Estamos siendo acechados por algo…
El capitalismo es una historia de terror. Esa es la idea central de todo lo que sigue: que detrás de la aparente racionalidad y el orden del mundo hay una masa de violencia, y una pesadilla de fantasmas y apariciones que todavía ronda en los márgenes de nuestra conciencia cultural colectiva.
Tradicionalmente, claro, se piensa el capitalismo como un sistema puramente económico — basado en el trabajo asalariado, la propiedad privada, y la producción e intercambio motivados por la ganancia. Sus defensores se burlan de cualquier intento de pensar el capitalismo por fuera de esos términos. Pero esa mirada no alcanza para explicar cómo las estructuras del sistema y su ideología nos atraviesan en formas que no son puramente económicas: moldean lo social y hasta se nos meten en la cabeza, en la piel, en los sueños.
Lo que hace falta es empezar a pensar el capitalismo menos como un simple sistema de intercambio económico, y más como una forma de ver el mundo que lo abarca todo. Nancy Fraser, en Capitalismo caníbal, ofrece una definición ampliada que vale la pena citar entera:
“El capitalismo es un orden social que le da poder a una economía guiada por el lucro para que se aproveche de los soportes extraeconómicos que necesita para funcionar: riqueza expropiada de la naturaleza y de pueblos sometidos; múltiples formas de trabajo de cuidado, crónicamente desvalorizadas cuando no directamente ignoradas; bienes y poderes públicos, que el capital al mismo tiempo necesita y busca recortar; la energía y la creatividad de la clase trabajadora. Aunque no figuren en los balances de las corporaciones, estas formas de riqueza son condiciones esenciales para que existan las ganancias que sí aparecen.”
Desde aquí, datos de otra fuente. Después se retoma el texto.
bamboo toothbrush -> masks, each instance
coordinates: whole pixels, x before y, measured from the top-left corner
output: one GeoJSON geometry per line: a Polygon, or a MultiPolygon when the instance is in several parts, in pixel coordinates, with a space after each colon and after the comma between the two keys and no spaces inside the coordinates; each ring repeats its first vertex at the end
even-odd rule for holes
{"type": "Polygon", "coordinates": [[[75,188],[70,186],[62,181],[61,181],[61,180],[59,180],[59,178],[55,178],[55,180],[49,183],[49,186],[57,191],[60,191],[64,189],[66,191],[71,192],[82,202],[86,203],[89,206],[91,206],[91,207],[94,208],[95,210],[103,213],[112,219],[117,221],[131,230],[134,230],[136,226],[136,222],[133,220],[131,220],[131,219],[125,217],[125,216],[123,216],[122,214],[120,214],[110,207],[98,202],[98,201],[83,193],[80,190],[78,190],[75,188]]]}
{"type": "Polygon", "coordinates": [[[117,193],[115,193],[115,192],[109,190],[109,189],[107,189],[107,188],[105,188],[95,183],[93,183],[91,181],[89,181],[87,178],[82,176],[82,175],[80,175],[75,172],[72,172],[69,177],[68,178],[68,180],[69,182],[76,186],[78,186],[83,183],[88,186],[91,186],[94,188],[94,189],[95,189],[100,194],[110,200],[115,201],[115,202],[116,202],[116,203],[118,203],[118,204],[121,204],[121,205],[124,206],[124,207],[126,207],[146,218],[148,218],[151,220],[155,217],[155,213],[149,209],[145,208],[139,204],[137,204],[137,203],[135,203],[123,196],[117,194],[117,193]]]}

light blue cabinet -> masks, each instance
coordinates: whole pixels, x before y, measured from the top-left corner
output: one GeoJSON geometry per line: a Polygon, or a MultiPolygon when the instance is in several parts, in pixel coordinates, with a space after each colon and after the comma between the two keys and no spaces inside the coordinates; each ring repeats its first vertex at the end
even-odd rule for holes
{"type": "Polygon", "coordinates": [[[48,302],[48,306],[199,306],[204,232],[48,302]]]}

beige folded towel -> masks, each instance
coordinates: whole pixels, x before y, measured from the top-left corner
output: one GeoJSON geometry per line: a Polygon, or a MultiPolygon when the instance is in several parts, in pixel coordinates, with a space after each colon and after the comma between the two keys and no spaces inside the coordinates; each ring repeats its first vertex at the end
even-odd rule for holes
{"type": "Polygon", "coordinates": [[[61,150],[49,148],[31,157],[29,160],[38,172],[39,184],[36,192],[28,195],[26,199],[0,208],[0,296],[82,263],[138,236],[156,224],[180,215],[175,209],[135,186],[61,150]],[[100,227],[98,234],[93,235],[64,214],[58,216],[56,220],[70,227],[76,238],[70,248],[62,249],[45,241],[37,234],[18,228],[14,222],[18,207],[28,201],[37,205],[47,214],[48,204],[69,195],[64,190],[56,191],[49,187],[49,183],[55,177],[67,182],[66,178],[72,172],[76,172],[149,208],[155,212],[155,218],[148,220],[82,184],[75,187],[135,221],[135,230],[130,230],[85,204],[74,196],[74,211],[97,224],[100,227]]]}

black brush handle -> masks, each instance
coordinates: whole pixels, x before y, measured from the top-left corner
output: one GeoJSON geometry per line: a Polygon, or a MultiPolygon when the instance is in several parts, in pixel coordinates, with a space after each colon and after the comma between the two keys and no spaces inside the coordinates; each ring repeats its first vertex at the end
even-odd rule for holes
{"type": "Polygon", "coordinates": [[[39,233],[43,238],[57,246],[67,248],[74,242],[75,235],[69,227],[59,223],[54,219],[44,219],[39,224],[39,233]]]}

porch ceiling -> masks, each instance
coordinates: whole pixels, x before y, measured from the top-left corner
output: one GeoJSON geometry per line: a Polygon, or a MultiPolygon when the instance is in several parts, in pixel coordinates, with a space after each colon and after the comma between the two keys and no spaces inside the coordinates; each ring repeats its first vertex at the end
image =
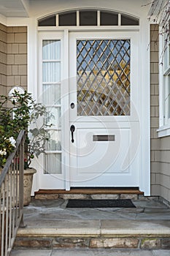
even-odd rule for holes
{"type": "MultiPolygon", "coordinates": [[[[140,2],[140,4],[141,3],[142,3],[142,4],[147,4],[148,2],[150,2],[150,0],[132,1],[139,1],[140,2]]],[[[159,0],[153,1],[157,2],[159,0]]],[[[60,2],[60,0],[0,0],[0,15],[7,18],[30,17],[31,16],[32,12],[34,12],[35,9],[38,9],[38,7],[39,4],[41,5],[41,3],[45,4],[45,2],[47,2],[49,6],[50,6],[50,3],[55,3],[56,4],[56,2],[60,2]]],[[[63,2],[67,2],[69,6],[69,0],[63,0],[63,2]]],[[[46,5],[45,8],[47,8],[46,5]]],[[[152,10],[150,10],[150,12],[152,10]]]]}
{"type": "Polygon", "coordinates": [[[29,0],[0,0],[0,14],[5,17],[28,17],[29,0]]]}

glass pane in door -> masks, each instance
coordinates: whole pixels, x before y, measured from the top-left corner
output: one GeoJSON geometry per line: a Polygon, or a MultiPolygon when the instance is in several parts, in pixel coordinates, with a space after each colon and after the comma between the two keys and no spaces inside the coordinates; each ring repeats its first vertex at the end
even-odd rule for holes
{"type": "Polygon", "coordinates": [[[50,140],[45,143],[45,174],[61,174],[61,40],[42,41],[43,103],[50,117],[45,118],[50,140]]]}
{"type": "Polygon", "coordinates": [[[77,116],[129,116],[130,39],[77,40],[77,116]]]}

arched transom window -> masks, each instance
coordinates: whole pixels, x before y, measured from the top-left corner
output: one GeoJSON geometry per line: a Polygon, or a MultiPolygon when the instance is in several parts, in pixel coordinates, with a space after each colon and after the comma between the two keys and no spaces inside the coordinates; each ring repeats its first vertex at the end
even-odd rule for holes
{"type": "Polygon", "coordinates": [[[39,26],[139,26],[139,20],[120,12],[81,10],[60,12],[38,20],[39,26]]]}

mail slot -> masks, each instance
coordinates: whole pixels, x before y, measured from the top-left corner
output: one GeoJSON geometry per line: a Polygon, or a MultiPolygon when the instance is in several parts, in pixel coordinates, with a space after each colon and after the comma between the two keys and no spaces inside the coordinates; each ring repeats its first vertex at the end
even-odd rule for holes
{"type": "Polygon", "coordinates": [[[114,141],[115,135],[93,135],[93,141],[114,141]]]}

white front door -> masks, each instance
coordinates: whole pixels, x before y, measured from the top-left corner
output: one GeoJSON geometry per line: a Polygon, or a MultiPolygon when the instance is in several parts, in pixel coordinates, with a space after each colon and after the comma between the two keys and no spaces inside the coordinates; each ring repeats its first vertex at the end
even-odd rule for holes
{"type": "Polygon", "coordinates": [[[39,188],[139,187],[138,37],[40,33],[39,95],[53,118],[39,188]]]}
{"type": "Polygon", "coordinates": [[[69,186],[139,187],[138,33],[69,42],[69,186]]]}

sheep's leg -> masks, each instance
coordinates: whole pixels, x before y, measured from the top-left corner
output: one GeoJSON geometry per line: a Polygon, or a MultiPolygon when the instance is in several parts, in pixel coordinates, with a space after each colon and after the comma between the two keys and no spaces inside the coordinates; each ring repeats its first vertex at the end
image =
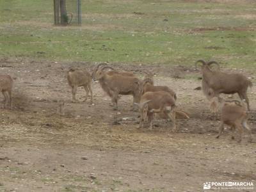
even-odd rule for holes
{"type": "Polygon", "coordinates": [[[173,123],[173,131],[177,131],[176,127],[176,111],[173,111],[172,112],[168,113],[168,116],[173,123]],[[172,114],[171,114],[172,113],[172,114]]]}
{"type": "Polygon", "coordinates": [[[6,94],[5,94],[4,91],[2,91],[1,92],[2,92],[3,95],[4,96],[4,100],[3,100],[3,102],[4,103],[4,108],[5,108],[5,102],[6,102],[6,94]]]}
{"type": "Polygon", "coordinates": [[[219,127],[219,134],[216,137],[216,138],[220,138],[220,134],[221,134],[222,131],[223,131],[223,129],[224,129],[224,123],[223,122],[221,122],[219,127]]]}
{"type": "Polygon", "coordinates": [[[140,102],[140,99],[137,95],[132,95],[133,96],[133,100],[132,100],[132,111],[138,111],[138,106],[135,104],[135,103],[139,103],[140,102]]]}
{"type": "Polygon", "coordinates": [[[88,85],[88,88],[90,91],[90,93],[91,94],[91,103],[92,103],[92,84],[89,84],[88,85]]]}
{"type": "Polygon", "coordinates": [[[77,100],[76,99],[76,94],[77,90],[77,86],[74,86],[72,87],[72,102],[77,102],[77,100]]]}
{"type": "Polygon", "coordinates": [[[140,125],[139,125],[139,129],[142,128],[143,126],[143,115],[142,113],[140,114],[140,125]]]}
{"type": "Polygon", "coordinates": [[[89,95],[89,89],[86,85],[84,86],[84,89],[85,92],[86,92],[86,95],[85,95],[85,99],[83,101],[86,101],[87,100],[88,95],[89,95]]]}
{"type": "Polygon", "coordinates": [[[244,100],[244,99],[245,100],[245,102],[246,102],[246,105],[247,105],[247,108],[248,108],[248,111],[250,111],[249,99],[247,97],[246,92],[245,92],[245,93],[244,93],[244,92],[238,93],[238,95],[239,95],[239,97],[240,97],[241,100],[244,100]]]}
{"type": "Polygon", "coordinates": [[[12,109],[12,90],[8,90],[8,95],[9,95],[9,99],[10,99],[10,108],[12,109]]]}
{"type": "Polygon", "coordinates": [[[153,129],[154,113],[148,113],[149,130],[153,129]]]}
{"type": "Polygon", "coordinates": [[[152,112],[152,113],[161,113],[161,111],[162,111],[162,110],[161,110],[161,108],[157,109],[152,109],[150,110],[150,112],[152,112]]]}
{"type": "Polygon", "coordinates": [[[238,138],[237,142],[240,143],[241,141],[242,140],[242,133],[243,133],[243,128],[242,126],[240,124],[241,122],[237,122],[236,123],[235,127],[237,129],[239,133],[239,137],[238,138]]]}
{"type": "Polygon", "coordinates": [[[232,132],[232,135],[231,136],[231,139],[234,140],[235,139],[235,131],[236,131],[235,126],[234,126],[234,125],[231,126],[231,131],[232,132]]]}
{"type": "Polygon", "coordinates": [[[247,104],[247,109],[248,109],[248,111],[251,111],[251,109],[250,108],[249,99],[247,97],[246,93],[244,93],[244,97],[245,99],[245,102],[246,102],[246,104],[247,104]]]}
{"type": "Polygon", "coordinates": [[[252,130],[250,128],[250,127],[248,126],[248,125],[247,124],[247,120],[248,118],[245,118],[243,120],[242,122],[242,125],[244,128],[246,129],[248,132],[249,132],[249,140],[248,141],[251,142],[252,141],[252,130]]]}
{"type": "Polygon", "coordinates": [[[6,108],[6,104],[8,102],[8,94],[6,92],[3,92],[3,94],[4,95],[4,108],[5,109],[6,108]]]}
{"type": "Polygon", "coordinates": [[[117,100],[118,99],[118,93],[116,92],[116,91],[111,91],[109,90],[109,93],[111,97],[111,100],[113,104],[113,109],[114,110],[117,110],[118,109],[118,106],[117,106],[117,100]]]}

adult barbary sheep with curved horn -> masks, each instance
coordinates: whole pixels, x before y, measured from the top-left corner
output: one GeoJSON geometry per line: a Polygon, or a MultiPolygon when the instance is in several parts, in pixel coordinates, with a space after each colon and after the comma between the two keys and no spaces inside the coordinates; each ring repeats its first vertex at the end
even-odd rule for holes
{"type": "Polygon", "coordinates": [[[177,110],[175,100],[168,92],[147,92],[141,96],[139,106],[140,110],[140,121],[139,128],[142,127],[143,122],[148,121],[149,129],[152,129],[154,114],[155,113],[163,113],[164,118],[168,117],[172,120],[173,125],[173,130],[176,130],[176,115],[189,117],[184,112],[177,110]]]}
{"type": "MultiPolygon", "coordinates": [[[[109,75],[102,70],[98,70],[96,77],[103,90],[111,98],[114,109],[118,108],[118,95],[132,95],[133,104],[140,101],[142,90],[140,90],[141,81],[138,78],[124,76],[120,72],[109,75]]],[[[134,104],[133,109],[135,109],[134,104]]]]}
{"type": "Polygon", "coordinates": [[[215,61],[206,63],[200,60],[195,64],[202,63],[201,67],[203,79],[202,88],[206,97],[211,100],[214,97],[220,98],[220,94],[237,93],[241,100],[245,99],[247,108],[250,110],[249,99],[247,97],[247,89],[252,87],[252,82],[244,75],[237,73],[226,73],[221,71],[213,71],[210,66],[212,64],[219,65],[215,61]]]}

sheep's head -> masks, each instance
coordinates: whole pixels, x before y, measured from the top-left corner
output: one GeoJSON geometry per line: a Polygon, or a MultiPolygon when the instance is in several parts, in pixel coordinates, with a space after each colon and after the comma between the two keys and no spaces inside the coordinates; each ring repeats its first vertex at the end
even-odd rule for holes
{"type": "Polygon", "coordinates": [[[205,62],[203,60],[200,60],[196,61],[196,62],[195,63],[196,68],[197,68],[197,63],[201,63],[201,70],[204,71],[204,70],[211,70],[212,71],[212,68],[211,68],[211,66],[213,64],[215,64],[218,66],[218,69],[220,70],[220,65],[218,62],[215,61],[209,61],[208,63],[205,62]]]}
{"type": "Polygon", "coordinates": [[[154,75],[150,71],[144,71],[144,73],[146,74],[146,76],[145,77],[145,79],[153,79],[154,75]]]}
{"type": "Polygon", "coordinates": [[[140,88],[142,95],[144,94],[145,87],[147,84],[154,85],[153,79],[150,78],[145,78],[143,79],[143,81],[142,81],[140,88]]]}
{"type": "Polygon", "coordinates": [[[141,118],[143,121],[148,120],[148,103],[150,102],[151,100],[146,100],[140,104],[138,104],[140,108],[140,114],[141,115],[141,118]]]}
{"type": "Polygon", "coordinates": [[[108,65],[108,64],[107,63],[99,63],[97,65],[96,65],[95,67],[94,67],[93,70],[92,74],[92,77],[93,81],[96,81],[96,79],[97,79],[96,74],[98,72],[100,66],[106,66],[106,65],[108,65]]]}

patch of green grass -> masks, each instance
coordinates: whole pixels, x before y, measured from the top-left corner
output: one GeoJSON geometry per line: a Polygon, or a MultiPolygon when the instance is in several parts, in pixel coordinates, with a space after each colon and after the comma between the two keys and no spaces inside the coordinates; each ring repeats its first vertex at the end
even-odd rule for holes
{"type": "Polygon", "coordinates": [[[52,9],[51,1],[1,1],[1,56],[183,65],[204,58],[248,69],[256,64],[252,3],[84,0],[81,27],[54,26],[52,9]]]}

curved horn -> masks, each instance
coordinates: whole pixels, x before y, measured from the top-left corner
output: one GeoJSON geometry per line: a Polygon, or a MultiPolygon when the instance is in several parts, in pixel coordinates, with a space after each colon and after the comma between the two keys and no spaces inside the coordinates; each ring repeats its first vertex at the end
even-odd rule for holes
{"type": "Polygon", "coordinates": [[[211,65],[212,65],[212,64],[216,64],[216,65],[217,65],[217,66],[218,66],[218,70],[220,70],[220,64],[219,64],[217,61],[209,61],[209,62],[207,63],[207,65],[208,65],[209,66],[211,66],[211,65]]]}
{"type": "Polygon", "coordinates": [[[153,77],[154,76],[153,74],[149,70],[143,71],[143,72],[145,73],[147,75],[148,75],[148,76],[149,76],[149,77],[153,77]]]}
{"type": "Polygon", "coordinates": [[[101,65],[108,65],[107,63],[101,63],[98,64],[97,65],[96,65],[95,67],[95,71],[97,71],[99,70],[99,68],[101,66],[101,65]]]}
{"type": "Polygon", "coordinates": [[[205,61],[204,61],[203,60],[199,60],[196,61],[195,63],[195,67],[196,68],[197,68],[197,63],[202,63],[203,64],[203,65],[207,64],[206,62],[205,62],[205,61]]]}
{"type": "Polygon", "coordinates": [[[75,71],[75,70],[76,70],[76,68],[74,68],[74,67],[70,67],[68,68],[68,72],[70,72],[70,71],[75,71]]]}
{"type": "Polygon", "coordinates": [[[150,101],[151,101],[151,100],[146,100],[146,101],[144,101],[144,102],[142,102],[142,103],[140,103],[140,109],[144,108],[145,106],[148,102],[150,102],[150,101]]]}
{"type": "Polygon", "coordinates": [[[152,84],[154,84],[154,82],[152,79],[151,79],[150,78],[145,78],[143,79],[143,85],[147,83],[149,83],[152,84]]]}
{"type": "Polygon", "coordinates": [[[243,106],[242,102],[241,102],[241,100],[226,100],[226,102],[234,102],[236,103],[236,104],[239,106],[243,106]]]}
{"type": "Polygon", "coordinates": [[[100,68],[100,70],[102,70],[103,69],[107,68],[109,68],[112,69],[113,70],[115,70],[115,69],[113,67],[110,67],[110,66],[105,66],[105,67],[101,67],[100,68]]]}

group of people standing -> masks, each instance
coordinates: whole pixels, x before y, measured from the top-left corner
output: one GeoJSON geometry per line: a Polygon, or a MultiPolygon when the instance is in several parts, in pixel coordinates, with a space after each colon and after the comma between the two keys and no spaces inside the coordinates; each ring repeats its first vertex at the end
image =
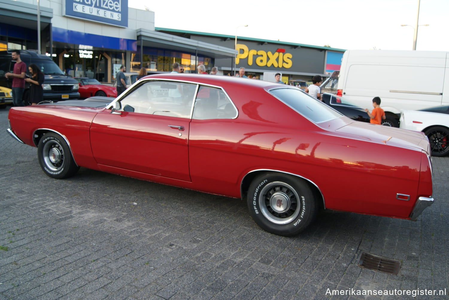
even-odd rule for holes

El capitalismo no afecta solo a cómo se intercambian las cosas, sino también a lo más intangible: la imaginación, la cultura. Y además, produce efectos bien concretos. Si bien las historias de fantasmas y los monstruos folclóricos son anteriores al capitalismo industrial que tanto preocupaba a Marx, lo que distingue a los horrores y apariciones modernas es la idea central e inevitable de la alienación.
El capitalismo nos aliena no solo de nuestro trabajo, sino también entre nosotros y de la historia misma. Como resultado, la historia se vuelve extraña, desorientadora, y las leyendas y relatos populares reaparecen en formas raras, deformadas. El propio capitalismo —que parece tan estable, tan natural— se revela como algo profundamente frágil y espeluznante.
En el fondo, todes sabemos esto, aunque sea un poco. A esta altura, el lado oscuro del capitalismo es difícil de ignorar: los monstruos ocupan un lugar central en la imaginación cultural contemporánea. Incluso la política actual está llena de transformaciones inquietantes, de espectros que no terminan de irse: la lógica amigo/enemigo de la política schmittiana permite que los reaccionarios deshumanicen a sus adversarios tratándolos de monstruos. Más allá de lo ideológico, el capitalismo ve a las empresas en crisis como zombis — cadáveres tambaleantes que solo sirven para ser desguazados.
Y esto no es nuevo. Marx, el más grande crítico del capitalismo, ya había visto su costado espectral y siniestro: un sistema capaz de tomar lo cotidiano y, por medio de una alquimia siniestra, transformarlo en mercancía. Un ejemplo famoso aparece al principio del primer tomo de El Capital. Pensemos en la madera: algo natural, común, con usos inmediatos — desde prender fuego para calentarte hasta construirte una mesa. Pero...
“Apenas se presenta como mercancía, se transforma en algo trascendente. No solo se mantiene de pie, sino que, en relación con todas las demás mercancías, se para de cabeza y, desde su cerebro de madera, genera ideas grotescas, mucho más asombrosas que cualquier truco de mesas giratorias.”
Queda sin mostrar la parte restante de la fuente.